Il giorno seguente si è tenuta la gara individuale. Ogni arciere doveva scoccare 12 Frecce sul regolare mato di 36 centimetri alla distanza dei 28 metri. Tre arcieri erano talmente bravi che tutte le loro frecce andarono a segno, arrivando quindi allo spareggio, nel quale si aggiudicava la vittoria il francese Claude Luzet, sesto dan renshi. Conoscevo già Claude perché, assieme a lui e altri due italiani, avevo superato l’esame per renshi a Berlino. Claude è una persona molto tranquilla e sempre sorridente, la sua tranquillità si riflette nel suo tiro, che è talmente perfetto che ogni sua freccia va diritto al centro.

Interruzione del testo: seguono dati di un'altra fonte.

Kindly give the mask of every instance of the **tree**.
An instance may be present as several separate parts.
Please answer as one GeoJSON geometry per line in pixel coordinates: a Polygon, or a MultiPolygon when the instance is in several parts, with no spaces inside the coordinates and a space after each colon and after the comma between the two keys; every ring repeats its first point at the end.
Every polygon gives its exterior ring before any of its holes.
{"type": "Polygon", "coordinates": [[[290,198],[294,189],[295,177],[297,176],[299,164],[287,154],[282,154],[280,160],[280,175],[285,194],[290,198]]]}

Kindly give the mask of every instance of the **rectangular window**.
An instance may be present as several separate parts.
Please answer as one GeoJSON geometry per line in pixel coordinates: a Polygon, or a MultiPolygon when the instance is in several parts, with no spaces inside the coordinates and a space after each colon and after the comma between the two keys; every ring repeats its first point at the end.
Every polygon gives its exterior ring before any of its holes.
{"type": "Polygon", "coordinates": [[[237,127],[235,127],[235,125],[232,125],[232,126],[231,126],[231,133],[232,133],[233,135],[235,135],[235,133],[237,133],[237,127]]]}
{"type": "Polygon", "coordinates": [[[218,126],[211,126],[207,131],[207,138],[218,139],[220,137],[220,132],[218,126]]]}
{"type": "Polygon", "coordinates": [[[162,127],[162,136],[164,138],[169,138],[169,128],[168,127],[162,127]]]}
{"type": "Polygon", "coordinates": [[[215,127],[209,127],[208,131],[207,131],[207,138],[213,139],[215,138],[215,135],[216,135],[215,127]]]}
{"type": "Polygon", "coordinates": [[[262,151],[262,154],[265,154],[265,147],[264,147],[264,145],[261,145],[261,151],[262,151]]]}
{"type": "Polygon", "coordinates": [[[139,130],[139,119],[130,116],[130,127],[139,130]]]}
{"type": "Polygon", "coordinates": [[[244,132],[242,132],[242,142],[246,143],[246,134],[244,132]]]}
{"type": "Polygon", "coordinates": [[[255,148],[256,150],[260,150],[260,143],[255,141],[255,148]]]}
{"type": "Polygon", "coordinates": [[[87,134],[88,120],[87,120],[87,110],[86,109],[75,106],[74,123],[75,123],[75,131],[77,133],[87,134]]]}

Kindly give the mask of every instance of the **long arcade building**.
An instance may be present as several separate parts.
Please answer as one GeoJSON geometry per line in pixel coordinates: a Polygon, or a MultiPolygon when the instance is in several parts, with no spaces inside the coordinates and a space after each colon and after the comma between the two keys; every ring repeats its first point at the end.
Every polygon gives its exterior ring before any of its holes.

Partecipare o meno a questa come ad altre gare è una libera scelta per ciascun praticante, ma io credo che sia un’esperienza da affrontare perché ci insegna molte cose. In una gara infatti vengono alla luce le reali caratteristiche del proprio tiro e i difetti si evidenziano. Inoltre si deve tirare in un’atmosfera carica di tensione, fattore che, durante un allenamento, non ci disturba affatto. Si dovrebbe perciò, anche durante la competizione, riuscire a non perdere la calma e il nostro usuale stato d’animo, cosa assai più facile a dirsi che a farsi, infatti il mio tiro è stato ampiamente al disotto dei miei standard, colpendo solo con quattro frecce su dodici, a riprova di quanto detto sullo stato di tensione: infatti durante gli allenamenti colpivo il bersaglio quasi sempre. Ma questo fattore non ha disturbato solo me, infatti anche un altro bravo arciere della nostra squadra, che di solito vince la gara nazionale, ha dato una prova piuttosto deludente, anche lui ben al di sotto dei suoi abituali risultati.

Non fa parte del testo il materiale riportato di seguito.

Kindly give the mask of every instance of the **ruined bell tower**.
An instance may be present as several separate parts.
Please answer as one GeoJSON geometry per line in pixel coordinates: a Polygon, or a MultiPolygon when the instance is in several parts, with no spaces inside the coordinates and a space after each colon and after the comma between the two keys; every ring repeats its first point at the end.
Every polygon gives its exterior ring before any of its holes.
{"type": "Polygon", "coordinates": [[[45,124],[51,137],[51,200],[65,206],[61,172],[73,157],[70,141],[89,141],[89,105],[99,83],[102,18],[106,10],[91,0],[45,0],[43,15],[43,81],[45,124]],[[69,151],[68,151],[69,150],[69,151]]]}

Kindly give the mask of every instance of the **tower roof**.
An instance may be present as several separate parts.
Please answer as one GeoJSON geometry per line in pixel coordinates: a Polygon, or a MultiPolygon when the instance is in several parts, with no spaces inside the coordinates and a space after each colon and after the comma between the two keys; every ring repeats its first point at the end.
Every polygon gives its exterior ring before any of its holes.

Partecipare a questa competizione europea è stato molto utile per noi tutti, una esperienza di crescita bellissima. Il tiro con l’arco giapponese infatti, a vedersi, non appare tanto più difficile di qualsiasi altro tipo di tiro tradizionale, ma lo è, ed occorre tutta una vita per impararlo e gestirlo. Le squadre tedesche, come del resto gran parte dei praticanti germanici assieme agli italiani, studiano l’antico stile Heki Ryu Insai Ha, portato in Europa dal maestro Inagaki Genshiro. Fu lui a vincere la prima gara nazionale del dopoguerra di fronte all’imperatore, cosa assai difficile che richiede maestria, sforzi ed impegno non comuni.
Gli insegnamenti della scuola Heki Insai ci tramandano la certezza che, se un arciere continua a praticare ed allenarsi costantemente, fa progressi sicuri, anche se non sempre evidenti.
Voglio proseguire su questa difficile via perché credo profondamente in questo insegnamento. Penso inoltre che l’arco giapponese sia insuperabilmente bello e allo stesso tempo “semplice” come poche altre cose al mondo.